The next dish was probably my favourite (the competition was intense – it was a roller coaster of emotions), a lavish foie gras with lotus root. The lotus root crisps came in a bold black colour, as they were prepared tempura style but with fish ink. The incredibly rich and creamy foie gras was garnished with dollops of black cherry jam, slices of cherry and a pinch of citrus salt. The pairing of the foie gras and lotus root crisps resulted in a clever contrast of sweet and savoury and smooth versus crunch.
Because no Japanese meal is complete without uni (sea urchin), we were then served a majestic Hokkaido uni and brioche that consisted of a generous spread of uni atop a bed of aubergine purée and a slightly toasted brioche. I feel like pretty much everything at HAKU is designed for the ‘gram, and the way in which this was served in a miniature pergola is a testament to that.

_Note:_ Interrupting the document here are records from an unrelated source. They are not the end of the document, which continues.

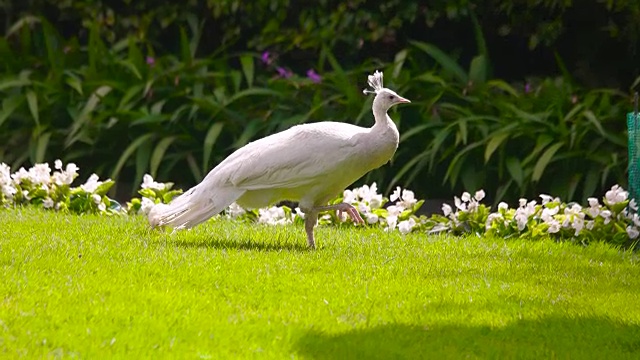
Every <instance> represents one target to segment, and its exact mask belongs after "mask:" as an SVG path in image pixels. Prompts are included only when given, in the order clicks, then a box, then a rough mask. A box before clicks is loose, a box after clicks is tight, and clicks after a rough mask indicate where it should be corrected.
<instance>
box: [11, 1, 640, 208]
mask: <svg viewBox="0 0 640 360" xmlns="http://www.w3.org/2000/svg"><path fill="white" fill-rule="evenodd" d="M490 3H491V4H493V3H494V2H486V4H485V3H480V2H470V1H458V2H454V3H451V2H447V3H446V4H445V2H442V3H440V2H436V3H434V4H431V5H430V7H428V8H425V7H424V6H423V5H420V3H419V2H417V1H406V2H404V1H403V2H400V1H386V2H368V1H355V2H349V3H347V4H342V3H341V4H340V5H336V4H334V3H333V2H331V1H320V2H319V3H318V6H317V7H313V8H308V7H301V8H298V7H296V6H295V4H291V3H290V2H288V1H257V2H253V3H251V4H244V3H242V4H241V3H240V2H238V1H220V2H207V3H204V2H199V1H188V2H185V4H181V5H180V6H178V5H175V4H169V3H162V4H160V5H158V4H155V3H152V2H144V1H143V2H136V3H135V4H134V3H129V2H126V1H125V2H124V4H121V5H123V6H115V5H109V4H106V3H102V2H89V1H77V2H76V1H74V2H64V1H63V2H52V1H47V0H40V1H28V2H24V3H18V2H9V3H8V5H9V6H8V7H6V9H7V10H8V11H7V17H6V18H5V20H4V21H5V23H4V25H5V28H6V29H7V31H6V33H5V36H4V37H3V38H0V56H2V58H3V59H5V61H3V62H2V63H1V64H0V97H1V98H2V109H1V111H0V161H2V162H5V163H8V164H10V165H11V166H12V168H19V167H20V166H29V165H31V164H35V163H40V162H43V161H53V160H54V159H57V158H60V159H62V160H63V161H65V162H70V161H72V162H75V163H77V164H78V166H80V167H81V168H83V169H87V171H88V172H95V173H97V174H99V175H100V176H103V177H111V178H112V179H114V180H119V181H118V184H119V185H120V186H121V188H120V189H117V190H118V194H119V195H118V198H126V197H128V196H129V195H130V194H131V193H132V192H133V191H134V186H133V184H138V183H140V181H141V180H142V177H143V175H144V174H145V173H150V174H151V175H152V176H154V177H157V178H159V179H162V180H167V179H171V180H173V181H175V182H176V183H178V184H179V185H180V186H181V187H185V186H189V185H191V184H193V183H194V182H196V181H199V180H200V179H202V177H203V176H204V175H205V174H206V172H207V171H208V170H209V169H210V168H211V167H212V166H214V165H215V164H216V163H218V162H219V161H220V160H221V159H223V158H224V157H225V156H227V155H228V154H229V153H230V152H231V151H233V150H234V149H237V148H238V147H240V146H242V145H244V144H246V143H247V142H248V141H251V140H253V139H256V138H259V137H262V136H266V135H268V134H271V133H273V132H275V131H279V130H282V129H285V128H288V127H290V126H292V125H294V124H298V123H304V122H312V121H321V120H335V121H347V122H352V123H356V124H359V125H363V126H367V125H369V124H370V123H371V114H370V105H371V103H370V99H367V98H366V97H364V96H363V95H362V94H361V88H362V87H363V86H364V79H366V75H367V73H369V72H371V71H373V70H374V69H377V68H380V69H384V71H385V72H386V76H385V79H386V80H387V81H388V83H387V84H386V85H387V86H389V87H390V88H393V89H395V90H397V91H398V92H399V93H401V94H403V95H404V96H406V97H408V98H410V99H411V100H412V104H411V105H410V106H407V107H403V108H402V109H397V110H394V112H393V113H392V118H394V120H396V122H397V123H398V124H399V127H400V132H401V134H402V138H401V144H400V148H399V151H398V153H397V155H396V157H395V158H394V160H393V162H392V164H391V165H388V166H385V167H383V168H381V169H379V170H377V171H375V172H373V173H371V174H370V175H368V176H367V177H366V178H365V179H363V180H362V183H371V182H374V181H376V182H378V183H379V184H386V185H387V186H388V187H387V188H386V189H384V190H385V192H390V191H391V190H392V189H393V188H394V187H395V186H397V185H402V186H407V187H410V188H413V189H415V190H416V192H417V193H418V194H419V195H420V196H421V197H427V198H433V197H438V198H448V197H449V195H450V194H453V193H460V192H462V191H464V190H467V189H468V190H473V191H475V190H477V189H480V188H482V189H485V191H486V193H487V198H488V199H489V200H490V201H491V202H493V203H494V204H497V203H498V202H499V201H501V200H503V199H505V200H509V201H512V202H514V201H516V200H517V199H518V198H519V197H522V196H529V197H532V196H536V194H538V193H541V192H548V193H554V194H558V195H559V196H561V197H562V198H563V199H567V200H580V201H586V199H587V198H588V197H590V196H592V194H594V193H597V192H603V191H604V190H606V189H608V188H610V187H611V186H612V185H613V184H622V185H626V181H625V169H626V162H627V159H626V148H625V146H626V145H625V144H626V140H625V129H624V121H623V120H624V116H625V115H624V114H625V113H626V112H627V111H628V110H629V107H630V106H629V102H628V96H627V94H626V93H625V92H621V91H619V90H615V89H600V88H597V89H589V88H584V87H582V86H580V85H579V84H578V83H577V82H576V81H575V78H574V77H573V74H575V72H574V71H573V70H574V69H570V70H569V69H567V67H566V66H565V65H564V63H563V62H562V61H561V60H560V58H558V65H559V69H560V71H559V72H558V73H557V74H556V75H554V76H548V77H535V76H529V75H528V73H525V74H521V76H520V77H518V79H519V80H517V81H510V80H508V79H507V80H505V79H502V78H499V77H497V76H496V74H499V73H500V70H499V69H500V68H501V66H499V65H498V64H500V63H501V60H500V58H501V56H496V55H493V54H492V53H490V51H489V49H490V47H491V46H490V45H491V44H490V42H491V41H490V39H491V38H492V36H493V35H492V31H493V30H492V29H487V26H488V25H487V24H488V22H487V21H488V20H487V19H497V18H500V19H502V20H501V21H503V20H504V21H507V19H508V21H507V23H509V24H510V25H509V26H510V30H509V32H510V33H511V32H513V33H518V32H521V31H524V30H523V29H525V28H526V26H528V25H527V24H529V23H530V21H531V19H530V18H527V19H523V17H526V16H532V15H526V16H525V15H523V13H522V14H521V13H520V12H518V11H517V8H515V7H510V6H507V5H506V3H504V4H502V3H500V4H498V3H499V2H497V3H496V4H493V5H496V7H495V10H494V11H493V12H491V11H489V10H488V7H487V6H488V5H491V4H490ZM535 3H536V4H538V3H539V2H535ZM27 5H28V6H27ZM124 5H126V6H124ZM472 5H473V6H472ZM498 5H499V6H498ZM533 5H535V4H534V2H531V3H527V5H526V6H533ZM541 5H542V7H541V8H540V9H546V10H544V11H551V12H552V13H553V14H555V15H554V16H556V17H555V18H550V19H555V20H549V22H548V23H545V24H547V25H548V26H550V27H554V28H557V29H560V30H558V31H556V32H550V31H549V30H548V29H546V30H545V28H544V26H542V25H541V27H539V28H538V30H536V32H534V35H535V36H536V37H537V38H538V40H537V41H535V42H531V43H532V46H531V47H532V48H535V47H536V46H551V45H552V44H554V43H556V42H557V41H560V39H561V38H562V37H561V34H562V33H563V31H562V29H564V28H565V27H566V26H564V25H563V26H558V25H557V24H558V22H560V23H561V22H562V21H561V20H562V19H563V16H565V15H566V14H567V13H569V12H570V11H571V9H572V8H573V5H572V4H571V2H570V1H569V2H567V1H564V2H555V1H552V2H547V1H545V2H542V4H541ZM614 5H615V6H614ZM522 6H525V5H522ZM607 6H608V9H609V11H610V13H611V14H614V13H615V14H617V13H618V12H621V11H622V12H625V14H627V16H628V17H629V18H633V16H635V15H634V14H636V13H637V11H636V10H637V9H636V7H637V6H636V5H634V4H633V3H628V4H627V3H625V4H622V3H620V4H617V3H616V4H613V5H611V4H610V5H607ZM266 9H268V10H269V11H267V10H266ZM541 11H542V10H541ZM544 11H543V12H544ZM28 14H35V15H39V14H44V15H45V16H44V17H40V16H31V15H28ZM386 14H393V15H392V16H391V17H389V16H388V15H386ZM490 15H491V16H494V17H493V18H492V17H491V16H490ZM496 16H497V17H496ZM500 16H502V17H500ZM446 19H449V20H446ZM625 19H626V18H625ZM212 20H215V21H212ZM385 20H386V21H385ZM524 20H527V21H524ZM612 21H613V23H612V24H618V23H620V21H623V19H622V18H615V19H614V20H612ZM639 23H640V22H639ZM443 24H449V25H443ZM451 24H458V25H459V27H460V29H462V30H458V31H457V32H455V34H456V35H461V36H458V37H459V39H460V42H459V45H458V46H462V45H464V48H465V49H466V50H465V51H463V52H459V51H457V50H455V49H453V48H452V46H451V44H449V43H444V44H443V45H442V46H435V45H434V43H433V42H425V41H421V40H425V39H426V40H434V41H437V40H438V38H437V37H433V38H431V37H429V36H423V35H421V34H422V32H420V31H415V30H416V29H424V27H425V26H426V27H427V28H433V29H436V28H438V26H450V25H451ZM483 24H484V25H483ZM554 24H555V25H554ZM504 26H507V25H504ZM612 26H613V25H612ZM633 29H634V28H628V29H627V30H626V32H625V33H624V34H622V33H619V34H617V35H616V34H610V35H611V36H614V35H615V37H616V38H624V37H626V36H635V35H633V34H634V32H633V31H634V30H633ZM598 31H600V30H598ZM487 34H488V35H487ZM534 35H532V36H534ZM487 39H489V40H487ZM440 40H442V39H440ZM536 44H542V45H536ZM533 45H536V46H533ZM380 49H384V51H382V52H381V51H380ZM451 49H453V50H451ZM448 50H451V51H448ZM526 53H527V51H524V52H523V54H526ZM337 54H339V56H338V55H337ZM549 174H553V176H549ZM115 190H116V189H115V188H114V189H112V190H111V191H112V194H113V192H114V191H115Z"/></svg>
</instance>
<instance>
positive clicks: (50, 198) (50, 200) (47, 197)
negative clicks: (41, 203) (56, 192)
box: [42, 197, 53, 209]
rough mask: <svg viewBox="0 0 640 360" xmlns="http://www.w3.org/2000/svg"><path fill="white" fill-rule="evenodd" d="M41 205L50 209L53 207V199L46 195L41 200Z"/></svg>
mask: <svg viewBox="0 0 640 360" xmlns="http://www.w3.org/2000/svg"><path fill="white" fill-rule="evenodd" d="M42 206H44V208H45V209H51V208H52V207H53V199H51V198H50V197H46V198H45V199H44V200H43V201H42Z"/></svg>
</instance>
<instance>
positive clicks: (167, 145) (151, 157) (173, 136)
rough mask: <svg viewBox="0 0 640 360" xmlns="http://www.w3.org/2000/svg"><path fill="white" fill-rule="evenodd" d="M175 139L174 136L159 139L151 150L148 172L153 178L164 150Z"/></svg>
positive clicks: (166, 150)
mask: <svg viewBox="0 0 640 360" xmlns="http://www.w3.org/2000/svg"><path fill="white" fill-rule="evenodd" d="M175 140H176V137H175V136H169V137H166V138H164V139H162V140H160V141H159V142H158V145H156V148H155V149H154V150H153V153H152V154H151V164H150V172H151V176H153V177H154V178H155V177H156V176H157V175H158V168H159V167H160V163H162V160H163V158H164V154H165V152H166V151H167V149H168V148H169V146H171V143H173V142H174V141H175Z"/></svg>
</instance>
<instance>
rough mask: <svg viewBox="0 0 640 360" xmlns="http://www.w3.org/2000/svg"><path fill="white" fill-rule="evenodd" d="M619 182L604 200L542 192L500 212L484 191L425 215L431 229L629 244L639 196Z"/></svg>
mask: <svg viewBox="0 0 640 360" xmlns="http://www.w3.org/2000/svg"><path fill="white" fill-rule="evenodd" d="M628 197H629V193H628V192H627V191H625V190H624V189H622V188H621V187H620V186H619V185H614V186H613V187H612V188H611V189H610V190H609V191H607V192H606V194H605V196H604V198H603V199H602V203H600V201H599V200H598V199H597V198H593V197H592V198H589V199H588V204H589V205H588V206H586V207H582V206H580V205H579V204H577V203H568V204H567V203H563V202H562V201H561V200H560V199H559V198H557V197H555V198H554V197H552V196H550V195H546V194H542V195H540V203H538V202H537V201H536V200H527V199H524V198H523V199H520V200H519V201H518V207H517V208H515V209H511V208H509V206H508V205H507V204H506V203H504V202H501V203H499V204H498V206H497V211H496V212H490V209H489V207H487V206H485V205H483V204H481V203H480V201H481V200H482V198H484V192H482V191H479V192H477V193H476V194H475V196H474V197H471V196H470V194H468V193H464V194H462V197H461V198H460V199H458V198H457V197H456V198H455V207H456V209H455V211H454V210H453V209H452V207H451V206H449V205H447V204H445V205H443V207H442V210H443V214H444V216H440V215H435V216H433V217H432V218H430V219H427V220H425V224H426V228H427V229H428V230H429V231H430V232H442V231H448V232H453V233H477V234H485V235H490V236H501V237H512V236H519V237H528V238H540V237H556V238H562V239H571V240H577V241H581V242H589V241H595V240H608V241H610V242H613V243H616V244H620V245H622V244H627V243H628V242H629V241H634V240H635V239H637V238H638V236H639V235H640V218H639V217H638V214H637V210H638V207H637V205H636V203H635V201H634V200H633V199H632V200H629V198H628Z"/></svg>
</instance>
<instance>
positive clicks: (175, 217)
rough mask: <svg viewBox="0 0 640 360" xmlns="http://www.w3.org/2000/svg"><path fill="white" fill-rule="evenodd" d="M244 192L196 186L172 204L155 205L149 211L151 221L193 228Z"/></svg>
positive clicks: (184, 193) (220, 188) (155, 226)
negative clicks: (203, 192)
mask: <svg viewBox="0 0 640 360" xmlns="http://www.w3.org/2000/svg"><path fill="white" fill-rule="evenodd" d="M203 190H204V191H203ZM203 192H206V193H204V194H203ZM243 193H244V191H242V190H235V189H229V188H218V189H207V188H202V189H199V188H198V186H195V187H193V188H191V189H190V190H189V191H187V192H186V193H184V194H182V195H180V196H178V197H177V198H175V199H173V201H172V202H171V203H170V204H157V205H155V206H154V207H153V208H152V209H151V211H150V212H149V215H148V218H149V223H150V224H151V226H152V227H156V226H164V225H168V226H170V227H172V228H174V229H184V228H186V229H188V228H192V227H194V226H196V225H198V224H200V223H202V222H204V221H206V220H207V219H209V218H210V217H212V216H214V215H216V214H218V213H220V212H221V211H222V210H224V209H226V208H227V206H229V205H230V204H231V203H232V202H234V201H235V200H236V199H237V198H239V197H240V196H241V195H242V194H243Z"/></svg>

The dish was very satisfying for a hardcore uni lover, but I would have liked it even more if the brioche had been better toasted to present a more contrasting texture.
The oxtail paled slightly in comparison. Although it had a tender interior and was crispy on the outside, I found it a tad dry and the citrus zest was unrecognisable. The garnish of bonito flakes also did not seem particularly well thought out.
Luckily, Chef Balbi more than redeemed himself with his next dish, which drew gasps as it arrived at the table: Nagasaki tuna and caviar. The sole extravagance of the dish made me question how the math works out in the set menu, but I‘m not here to complain when it was so dang delicious and spectacular looking. The base was made of a substantial portion of chutoro (medium fatty tuna) topped with Kristal caviar, with a side of rice tuiles for balance.
The final savoury dish was a mind-blowingly buttery and smoky Kagoshima A4 Wagyu cooked over binchotan charcoal and served with mushroom, asparagus and truffle sauce. This was the best beef I‘ve tasted in awhile, so chock-full of flavour that it didn‘t need anything else but a pinch of salt. The beautiful hexagonal plate was the icing on the cake.
Japanese fruits are well known for their top-notch qualities, but to me, nothing quite beats the flavour of a fresh, lush peach, so my heart went wild when we were presented with the white peach with granita, a whole peach filled to the brim with peach chunks, panna cotta, Hokkaido milk foam and granita made from peach juice. So sweet, so refreshing.
Ending our meal on a nostalgic note, we were served a petit four of candyfloss, a simple gesture backed by the idea to send every customer off with a smile on his or her face.
A very, very memorable meal at a very reasonable price, considering the ingredients and execution – the eight-course set menu comes in at $1,380 per person. It‘s clear how much effort has gone into designing every dish to create individual experiences that are impeccable in every sense, from appearance to texture and flavour. Give HAKU a little time to iron out some small kinks and allow Chef Balbi to reach even greater heights.
Shop OT G04B, G/F, Ocean Terminal, Harbour City, 17 Canton Road, TST, 2115 996
This write-up is based on a complimentary media tasting provided in exchange for an honest review and no monetary compensation. The opinions expressed here represent the author‘s.